What does your current work/ fieldwork entail?
>>Working on pre Roman and Roman rural Italy, both in Tuscany and in the south of Italy, in Basilicata.
In your entire career, what would you say is the most meaningful and important thing that you have found?
>>Two things from the pre Roman Lucanian site of Roccagloriosa, a bronze tablet that set out the governing structure for the site and a votive deposit within the largest house on that same site that established the divinity as a Lucanian deity.
Do you have any history with Greek archaeological sites?
>>Yes, I worked on ancient Greek topography with W. Kendrick Pritchett, and excavated at Nemea. I was a student at the American School of Classical Studies in Athens as well, and in Greece, worked on agricultural structures in the Argolid.
You have written/ contributed to many articles and books. What is that process like?
>>In theory it is fun to write articles and books, in reality it is a lot of very hard work in terms
of footnotes, citations, etc. What is fun is the thinking part.
Throughout your fieldwork, what do you and your team(s) do to ensure that culture
>>Excellent question. In Italy it depends on your relationship with the archaeological bureaucracy. That is, are you an independent researcher or are you a collaborator with the archaeological superintendency. I have always worked as a collaborator which means that the preservation of artifacts and in particular of architecture is the responsibility not of the excavator but of the Italian State as all material belongs to the State. While that absolves me personally from issues of conservation, restoration, etc. it is not really satisfactory because while some restoration is normally done on sites if the local authorities want the site to become public rarely is money allocated to upkeep, etc. A friend once said the worst mistake she ever made was agreeing to the restoration of a specific site instead of backfilling the entire excavated area: the problem was no provision for upkeep and wear and tear on the site itself so that the actual restoration condemned the site to fall to pieces.

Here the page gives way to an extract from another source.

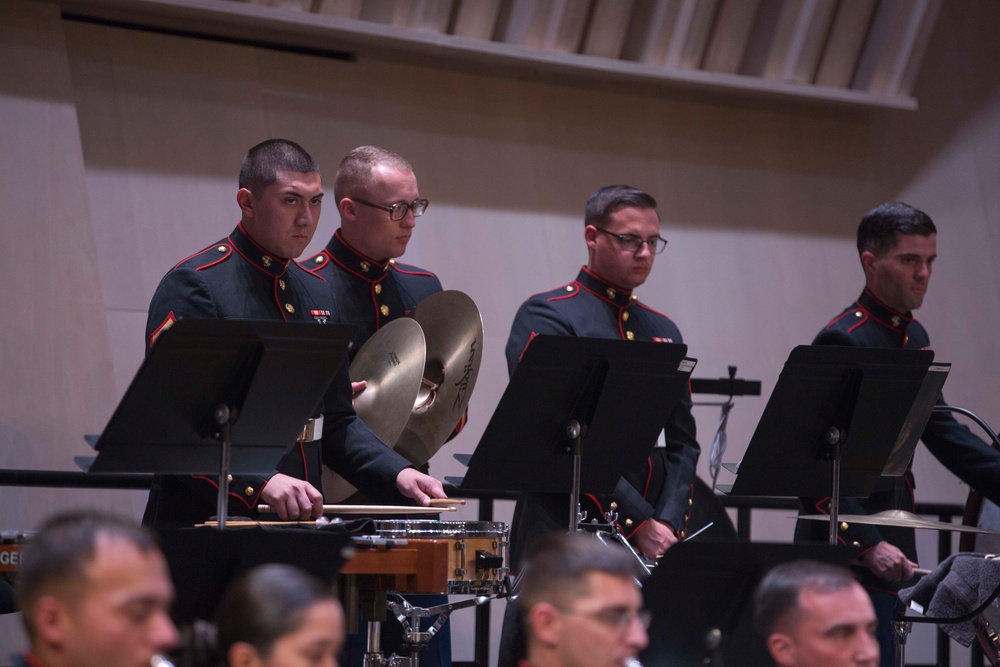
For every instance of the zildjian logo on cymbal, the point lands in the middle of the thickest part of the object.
(463, 383)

How important do you think that cultural preservation is? Why?
>>Cultural preservation is absolutely fundamental. We have to remember that archaeology is a historical discipline and therefore attempts to answer historical problems. But archaeology is the most dangerous of the historical disciplines because it is so invasive and therefore easily manipulated. The archaeologist has a tremendous responsibility to the remains that are unearthed as historical documents. Often it is better, as the story up above illustrates, to cover up what you find, an excellent method of preservation.
What can the average person do to ensure cultural preservation in their local
>>Respect of archaeological sites or materials, an understanding that archaeology is a tool for history and historians, and promoting laws that pertain to trafficking of archaeological material.